Map Reduce Debugging by taking JVM heap dump
How to debug a Map Reduce program which is being killed due to OOM/GC randomly
To visually see the objects in JVM at this point in time jmap -histo:live pid (Histogram) To take Heap Dump jmap -dump:live,format=b,file=file-name.bin (dump jvm heap as a file on disk) Logonto the datanode where the map/reduce jvm is running , run ps -eaf | grep attempt_id to get the pid . Use Sudo -u “appropriate user to get the heap dump by using jmap command”. Never use -f option . while taking the dump using jmap . To analyse the dump , using jhat . jhat -port “protno” heap_file_path . What to look for in the Jhat analysis 1. Object address having highest memory footprints 2. objects having highest instance count .
Taking HeapDump on OutOfMemoryException using Jvm -XX options
set the following option in Job configuration .
set mapred.child.java.opts ‘-Xmx512m -XX:+HeapDumpOnOutOfMemoryError -XX:HeapDumpPath=/tmp/@taskid@S2sSdebug.hprof ‘.

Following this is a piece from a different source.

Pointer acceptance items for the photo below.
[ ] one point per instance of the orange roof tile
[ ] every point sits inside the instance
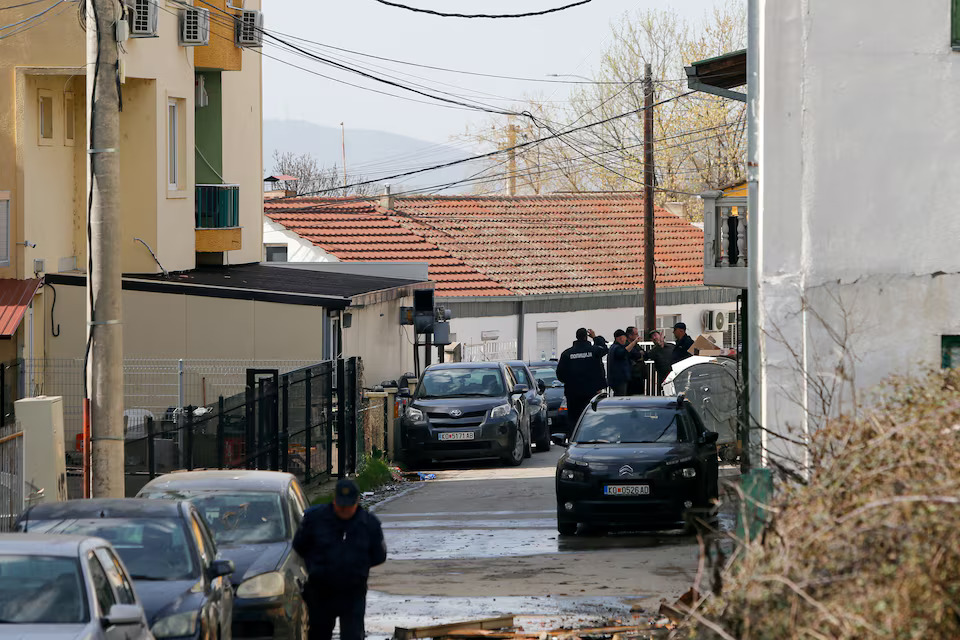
(500, 245)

This option launches the map/reduce task jvm with the value specified thus giving us handle to control various jvm memory related parameters.
Few things to note
- -Xmx512m heap memory in MB
- -XX:+HeapDumpOnOutOfMemoryError dump heap on disk when jvm goes out of memory
- -XX:HeapDumpPath=/tmp/@taskid@S2sSdebug.hprof @taskid@ is replaced by hadoop framework with original taskid which is unique .
One needs to log on to the data nodes and heap dump file would be present at /tmp, file would be named as @taskid@S2sSdebug.hprof ( @taskid@ is replaced by hadoop framework with the original taskid). Jhat can be used to analyze the dump .
Taking HeapDump on OutOfMemoryException And Collecting the dump files across datanodes in a hdfs location for further analysis .
The above mentioned option required one to log on in the data-node on which the map/reduce task has been spawned , and run jmap , jhat on those machines . A MR task which has 100 of Map/reduce tasks can make this process very difficult . This option mentioned below provides a mechanism to collect all heap dump in a specified hdfs location .
Make a shell script named dump.sh :
#!/bin/sh text=`echo $PWD | sed ‘s=/=\\_=g’` (this helps in figuring out which heap dump belongs to which task) hadoop fs -put heapdump.hprof /user/dirname/hprof/$text.hprof
- Place the dump.sh script in a hdfs location by using hadoop dfs -put dump.sh “hdfs location (example /user/dirName/dump.sh) “
- Create a dir on hdfs where u want to gather all the heap dumps and give 777 permission to that dir . (example hadoop dfs -chmod -R 777 /user/dirName/hprof)
- Set the following proprties in the MR job
- set mapred.child.java.opts ‘-Xmx256m -XX:+HeapDumpOnOutOfMemoryError -XX:HeapDumpPath=./heapdump.hprof -XX:OnOutOfMemoryError=./dump.sh’
- set mapred.create.symlink ‘yes’
- set mapred.cache.files ‘hdfs:///user/dir/dump.sh#dump.sh‘
Run the MR job , any OOME issue in any of the datanode will take a heap-dump and place the dump file into the specified hdfs location .One can verify sane execution of the script in the stdoutLog .
on Stdlogout :
java.lang.OutOfMemoryError: Java heap space Dumping heap to ./heapdump.hprof ... Heap dump file created [12039655 bytes in 0.081 secs] # # java.lang.OutOfMemoryError: Java heap space # -XX:OnOutOfMemoryError="./dump.sh" # Executing /bin/sh -c "./dump.sh"...
Use Hadoop Default profiler for profiling and finding issues
set mapred.task.profile ' true'; set mapred.task.profile.params '-agentlib:hprof=cpu=samples,heap=sites,depth=6,force=n,thread=y,verbose=n,file=%s' set mapred.task.profile.maps '0-1' set mapred.task.profile.reduces '0-1'
profiler will provide the details of the jvm tasks in the specified range . Location of the dump will be availabe at TaskLogs under profile.out logs section .